Aktivis Internasional Ditahan, Suara Kemanusiaan Dibisukan
Oleh. Indri Wulan Pertiwi
(Aktivis Muslimah Semarang)
SSCQMedia.Com—Di tengah perairan internasional, harapan kemanusiaan yang dibawa Kapal Madleen sirna. Berlayar dari Italia pada 1 Juni 2025 menuju Gaza, kapal tersebut dihadang dan dialihkan paksa ke pelabuhan Ashdod oleh Angkatan Laut Israel pada 9 Juni 2025. Di antara 12 penumpang kapal, terdapat tokoh-tokoh penting seperti aktivis Greta Thunberg dan anggota Parlemen Eropa Rima Hassan, serta beberapa aktivis dari Jerman, Prancis, Brasil, Turki, Spanyol, dan Belanda. Jurnalis Al Jazeera Mubasher, Omar Faiad, juga turut berada di kapal. Selanjutnya, mereka dipenjarakan di Givon, akses komunikasi dan simbol-simbol Palestina di tangan mereka dirampas. (antaranews.com/9/6/2025).
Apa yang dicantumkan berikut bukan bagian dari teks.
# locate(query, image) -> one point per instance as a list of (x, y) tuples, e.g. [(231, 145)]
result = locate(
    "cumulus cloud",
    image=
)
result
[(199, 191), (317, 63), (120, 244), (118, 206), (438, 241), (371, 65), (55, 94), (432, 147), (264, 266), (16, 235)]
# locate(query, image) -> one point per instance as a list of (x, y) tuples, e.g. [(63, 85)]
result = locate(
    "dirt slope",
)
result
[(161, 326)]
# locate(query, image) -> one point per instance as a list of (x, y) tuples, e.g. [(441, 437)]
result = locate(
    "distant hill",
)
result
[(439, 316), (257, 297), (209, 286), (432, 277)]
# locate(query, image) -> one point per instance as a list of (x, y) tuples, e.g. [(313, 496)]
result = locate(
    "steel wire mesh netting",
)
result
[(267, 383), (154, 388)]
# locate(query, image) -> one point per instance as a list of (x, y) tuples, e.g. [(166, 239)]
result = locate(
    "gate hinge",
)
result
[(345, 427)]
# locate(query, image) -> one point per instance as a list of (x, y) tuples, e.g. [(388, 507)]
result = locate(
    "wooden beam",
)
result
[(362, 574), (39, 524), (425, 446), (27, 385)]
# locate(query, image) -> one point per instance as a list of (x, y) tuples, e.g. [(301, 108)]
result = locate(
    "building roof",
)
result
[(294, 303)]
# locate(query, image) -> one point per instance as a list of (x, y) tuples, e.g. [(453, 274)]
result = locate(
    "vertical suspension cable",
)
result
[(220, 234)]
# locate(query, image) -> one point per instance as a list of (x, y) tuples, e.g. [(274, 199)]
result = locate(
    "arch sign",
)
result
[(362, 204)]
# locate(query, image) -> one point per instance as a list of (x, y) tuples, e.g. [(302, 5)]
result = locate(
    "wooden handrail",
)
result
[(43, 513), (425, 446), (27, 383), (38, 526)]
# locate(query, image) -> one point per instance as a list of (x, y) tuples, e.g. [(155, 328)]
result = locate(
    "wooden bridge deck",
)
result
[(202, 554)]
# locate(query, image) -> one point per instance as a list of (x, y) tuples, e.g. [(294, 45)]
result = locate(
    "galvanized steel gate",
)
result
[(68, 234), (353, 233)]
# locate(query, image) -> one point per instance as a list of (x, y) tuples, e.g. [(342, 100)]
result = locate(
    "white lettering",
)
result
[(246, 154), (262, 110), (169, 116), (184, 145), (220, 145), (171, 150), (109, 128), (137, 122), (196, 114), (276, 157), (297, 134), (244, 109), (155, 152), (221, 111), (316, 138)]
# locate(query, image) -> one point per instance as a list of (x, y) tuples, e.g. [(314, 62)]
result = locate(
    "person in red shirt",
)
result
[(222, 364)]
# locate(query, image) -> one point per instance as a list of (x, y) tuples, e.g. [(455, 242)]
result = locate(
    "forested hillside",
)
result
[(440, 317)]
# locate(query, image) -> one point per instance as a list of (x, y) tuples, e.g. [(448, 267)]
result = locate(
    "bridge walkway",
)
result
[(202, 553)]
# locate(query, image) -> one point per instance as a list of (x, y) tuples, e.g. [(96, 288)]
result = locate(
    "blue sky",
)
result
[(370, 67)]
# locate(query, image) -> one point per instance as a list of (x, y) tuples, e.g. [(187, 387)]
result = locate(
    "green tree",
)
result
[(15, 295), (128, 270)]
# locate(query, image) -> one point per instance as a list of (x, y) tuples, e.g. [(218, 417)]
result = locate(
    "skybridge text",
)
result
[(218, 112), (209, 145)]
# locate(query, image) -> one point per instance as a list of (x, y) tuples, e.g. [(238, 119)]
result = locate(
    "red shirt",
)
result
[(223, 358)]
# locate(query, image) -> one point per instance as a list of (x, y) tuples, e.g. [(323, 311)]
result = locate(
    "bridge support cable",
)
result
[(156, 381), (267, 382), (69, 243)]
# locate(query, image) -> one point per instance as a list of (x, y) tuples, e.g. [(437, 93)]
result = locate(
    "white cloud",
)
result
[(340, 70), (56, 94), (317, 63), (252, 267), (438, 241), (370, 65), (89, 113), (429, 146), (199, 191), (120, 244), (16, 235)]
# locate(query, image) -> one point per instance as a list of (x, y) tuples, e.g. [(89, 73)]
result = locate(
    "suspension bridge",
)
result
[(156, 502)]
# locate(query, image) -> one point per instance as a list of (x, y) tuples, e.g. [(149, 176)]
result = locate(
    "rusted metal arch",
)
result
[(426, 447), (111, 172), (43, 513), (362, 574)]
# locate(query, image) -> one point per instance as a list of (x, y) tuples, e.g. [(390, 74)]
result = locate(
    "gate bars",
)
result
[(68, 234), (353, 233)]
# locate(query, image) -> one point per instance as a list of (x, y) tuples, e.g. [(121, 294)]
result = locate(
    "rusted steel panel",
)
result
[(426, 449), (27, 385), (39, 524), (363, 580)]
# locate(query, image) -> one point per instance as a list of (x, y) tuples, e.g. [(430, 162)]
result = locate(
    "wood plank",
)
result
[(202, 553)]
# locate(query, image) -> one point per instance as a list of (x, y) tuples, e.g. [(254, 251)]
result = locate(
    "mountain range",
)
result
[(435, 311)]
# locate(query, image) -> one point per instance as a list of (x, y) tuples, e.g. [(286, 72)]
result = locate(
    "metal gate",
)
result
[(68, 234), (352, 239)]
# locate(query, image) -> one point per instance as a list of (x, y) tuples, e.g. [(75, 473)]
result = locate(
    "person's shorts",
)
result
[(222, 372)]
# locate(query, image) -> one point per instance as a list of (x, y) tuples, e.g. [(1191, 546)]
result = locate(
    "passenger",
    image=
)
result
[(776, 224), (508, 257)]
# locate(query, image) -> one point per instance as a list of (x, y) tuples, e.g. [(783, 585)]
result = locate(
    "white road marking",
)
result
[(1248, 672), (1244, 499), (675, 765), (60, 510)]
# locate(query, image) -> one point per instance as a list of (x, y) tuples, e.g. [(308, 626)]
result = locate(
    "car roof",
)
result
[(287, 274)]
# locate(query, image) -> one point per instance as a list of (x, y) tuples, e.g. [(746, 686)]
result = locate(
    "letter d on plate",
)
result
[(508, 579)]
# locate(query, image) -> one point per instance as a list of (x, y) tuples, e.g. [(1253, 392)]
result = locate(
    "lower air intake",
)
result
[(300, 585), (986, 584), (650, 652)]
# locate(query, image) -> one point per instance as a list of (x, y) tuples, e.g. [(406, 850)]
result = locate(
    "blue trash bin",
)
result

Penangkapan Kapal Madleen bukan hanya menghalangi bantuan kemanusiaan vital ke Gaza, tetapi juga merupakan serangan terhadap kebebasan berekspresi dan hak untuk memberikan pertolongan. Pembatasan komunikasi dan penyitaan simbol-simbol Palestina yang menyertai penahanan para aktivis menunjukkan upaya sistematis untuk membungkam kritik terhadap blokade dan pendudukan Israel. Kecaman internasional yang berdatangan gagal menghentikan tindakan represif Israel. Ini menunjukkan lemahnya komitmen global terhadap hak asasi manusia dan hukum internasional.
Bukan Pertama Kali
Fenomena penangkapan aktivis internasional bukanlah kejadian yang baru. Sebab, sejak awal 1990-an, Israel telah memberlakukan blokade darat, laut, dan udara terhadap Gaza. Blokade yang kerap disebut sebagai “penjara terbuka” ini, secara drastis membatasi akses warga Gaza terhadap kebutuhan pokok dan kebebasan bergerak mereka. Berbagai upaya pengiriman bantuan kemanusiaan ke wilayah tersebut telah beberapa kali dihentikan atau dicegat oleh Israel, meski tidak semua terdokumentasi secara luas.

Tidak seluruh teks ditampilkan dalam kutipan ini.